Work togther on papers - DiffEdit

Anybody interested in working together on papers like the DiffEdit one and/or any future papers that we’ll discuss during the course? Or even other papers that the group as a whole might be interested in?

Personally, I find bouncing ideas off of other people very helpful in such situations. I tend to sometimes get tunnel-vision and concentrate on a particular approach and forget to look at alternatives. So being able to discuss things with others is very helpful for me.

If anybody is interested, let me know and I’ll set up a separate topic for each new paper so that the discussions are in one place and can be useful/helpful for other people too in the future (or present, for that matter …) :slight_smile:

Update: This thread was initially used to float the idea of working together on papers but then became the thread for working together on the first paper — DiffEdit ([2210.11427] DiffEdit: Diffusion-based semantic image editing with mask guidance) Adding the link to the original paper here so that it’s less confusing …

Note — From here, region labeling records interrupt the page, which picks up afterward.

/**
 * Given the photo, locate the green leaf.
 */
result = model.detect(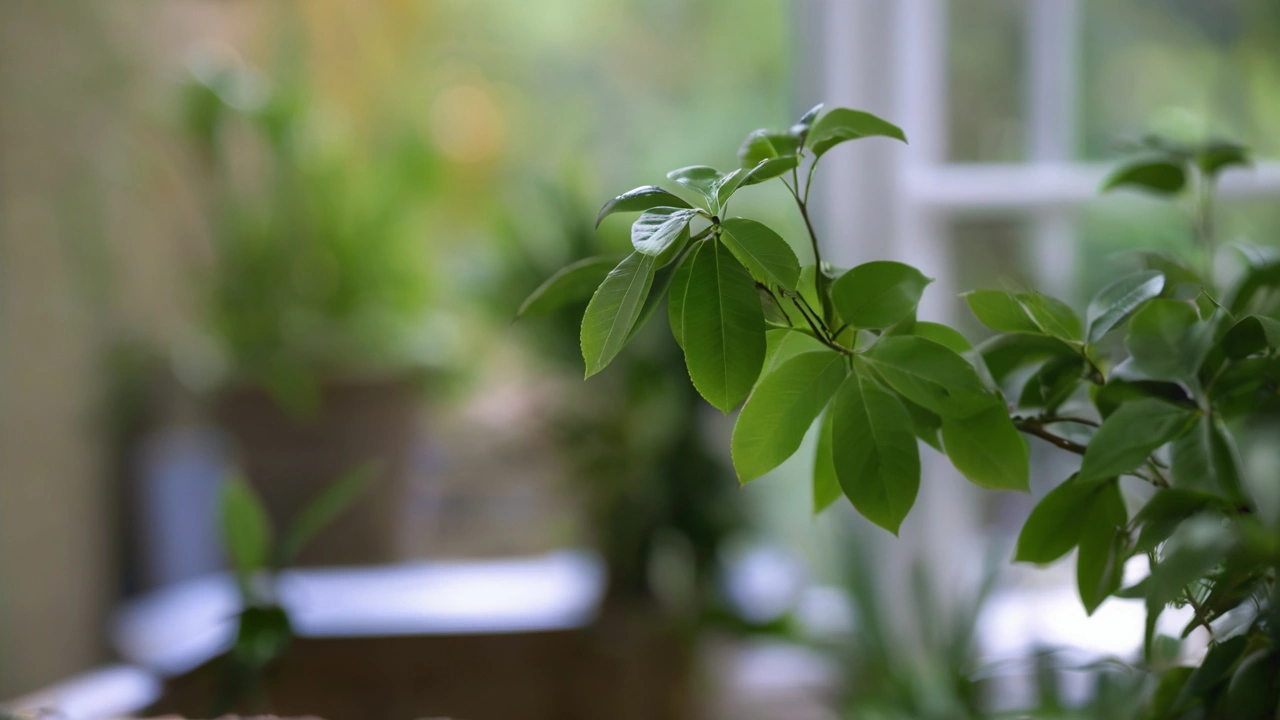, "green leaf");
[221,477,271,577]
[831,363,920,534]
[681,242,764,413]
[964,290,1041,334]
[831,260,933,329]
[806,108,906,158]
[1102,158,1187,195]
[582,252,654,378]
[721,218,800,292]
[516,255,622,318]
[1014,475,1103,565]
[861,336,998,419]
[1125,299,1212,382]
[595,184,690,227]
[1085,270,1165,342]
[942,405,1030,491]
[731,350,847,483]
[813,409,841,515]
[631,208,695,258]
[1075,480,1129,615]
[275,465,374,568]
[1080,398,1196,482]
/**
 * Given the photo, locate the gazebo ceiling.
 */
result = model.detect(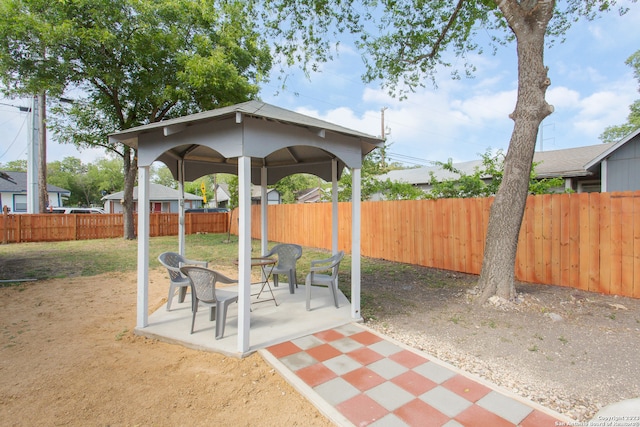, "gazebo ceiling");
[109,101,383,184]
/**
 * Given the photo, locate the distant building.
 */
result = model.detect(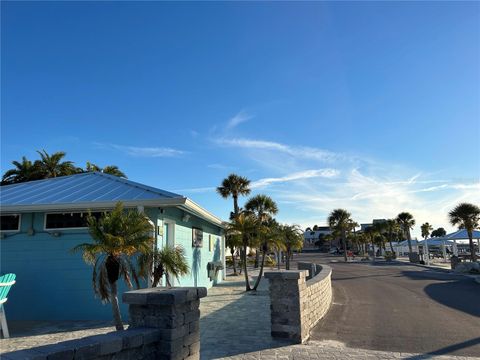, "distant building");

This seems like a great idea; I’d be interested!

Great! I guess we’ll get started and we can update how we work together as we go along as more people join and perhaps the way we work needs to be changed …

Are you working on the DiffEdit paper? I have my initial work on GitHub here:

If you are working on that paper, how would you like to proceed? For example, we can post our individual work and/or thinking and discuss approaches, or we can go over points where we are stumped so that we can talk it out, or we can simply try to work out the solution by discussion. I guess it depends on individual preferences and so I’m trying to get a feel as to what would be most useful/helpful …

I’m up for any approach as long as it’s of help to someone :slight_smile:

1 Like

I started to just go through the different parts of the paper in a notebook, by copying the stuff from the paper to a notebook, in the order described by Accoding to Andrew Ng

You should not read a paper from start to finish, but do it in several passes, focusing on the parts that will give you an idea of what the paper is about.

  1. Title, Abstract, Figures
  2. Intro, Conclusion, Figures again, Skim the rest

That is where i am at the moment, i have made an initial pass through of the paper, and will then start adding code at some stage.

Here is link to Github and Colab the github preview lacks “highlights”


It’s interesting to see other workflows — thank you for sharing :slight_smile: I tend to just dive in with the code but it’s good to be reminded that it might be better to start with an overview like you did.

I’ve been considering how we could structure several of us working together on a given paper, and after seeing your notebook I think this might be the way. We each share our notebooks and then we can easily point to a particular bit and say “This is what I’m wondering about”, or “This is where I’m stuck and what do you think?” etc.

What do you (and others) think about that? After I suggested this, I wasn’t sure how we could go forward since I assume working asynchronously is the most convenient for everybody. So, while we can have a discussion if somebody brings up a point, I wasn’t sure how else we could make it more … interactive/participatory?


I think it would be fun to work collaboratively, but as you mentioned, it can be difficult, but, one could of course have one repo where we would do pull requests etc. Actually, i have been thinking of using a flow with nbdev that would also produce a page for the experiment. As i have not yet tested nbdev, i think i will at least try to set up a flow using that

1 Like

I haven’t tried nbdev at all and so would be interested to see how that experiment turns out.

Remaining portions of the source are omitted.